To deal with the square root, we'll have to `square` both sides.

Answer 26

haha k I thought that sounded bad xD

Answer 27

x^2+y^2=x^2+4x+4

Answer 28

Cooool, looks good.

Answer 29

...is that the end?

Answer 30

No. Cancel some stuff out if you're able.
If this is not a circle, then we'd like to get it in the form y=(x stuff).

Answer 31

y^2=4x+4?

Answer 32

Ya that's a good step :)
Hmm your y is squared...

Answer 33

how can we deal with the squareeeee? :D

Answer 34

sq root?

Answer 35

yeaaaaaa

Answer 36

square rooting a square, something special happens... member?

Answer 37

oh gosh..err

Answer 38

wouldn't it just become y?

Answer 39

Mmm close,\[\Large\rm \sqrt{a^2}=\pm a\]

Answer 40

Here is what it looks like without the plus/minus.
https://www.desmos.com/calculator/q6rbowsuio
The red is the entire bowl opening to the right.
You can see that the `positive root` only accounts for half of that bowl, ya? :)

Answer 41

positive root is the blue

Answer 42

oo yes I see.

Answer 43

\[\pm (y)=\sqrt{4x+4}\]

Answer 44

so we have to figure out what quadrant it is in

Answer 45

\[\Large\rm y^2=4x+4\]\[\Large\rm \pm y=\sqrt{4x+4}\]\[\Large\rm y=\pm\sqrt{4x+4}\]

Answer 46

Nahhh we don't need to do any fancy business like that.
Do we?
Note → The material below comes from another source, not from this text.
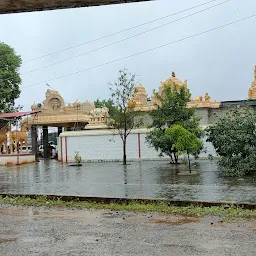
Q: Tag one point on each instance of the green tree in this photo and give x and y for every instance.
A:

Hmm.

I mean, we need both the plus and the minus.
But do you have some method for checking usually?

Answer 47

haha ok. Er usually my prof just decides on his own lol

Answer 48

XD

Answer 49

Yayyy you did it! \c:/
Good Job Ms Miriam!

Answer 50

thank you! good job to you too!
ey there's no place for putting plus or minus in the answer box :o

Answer 51

is there place for a comma? because you could input:
\(\Large\rm \sqrt{4x+4},\qquad-\sqrt{4x+4}\)

Answer 52

oh good idea. Well sometimes the answer is not so far into the equation. For example:
I put the answer
r= sq(7sec2(theta))
and they wanted (r^2(cos2theta))=7 ..a much less simplified version o.0

Answer 53

yikes :O

Answer 54

What is your profile picture?
Are those ... light bulbs ... being used as planters or something? 0_o

Answer 55

Yeah D: it's sometimes a guessing game -.-
so maybe they want y^2=4x+4 actually ?!

Answer 56

lolxD yes!!

Answer 57

oo interesting :3

Answer 58

Yah maybe that's what they want.

Answer 59

haha I think it's a good idea x)

Answer 60

Yep that's what it wanted :) thank you!

Answer 61

oh cool c: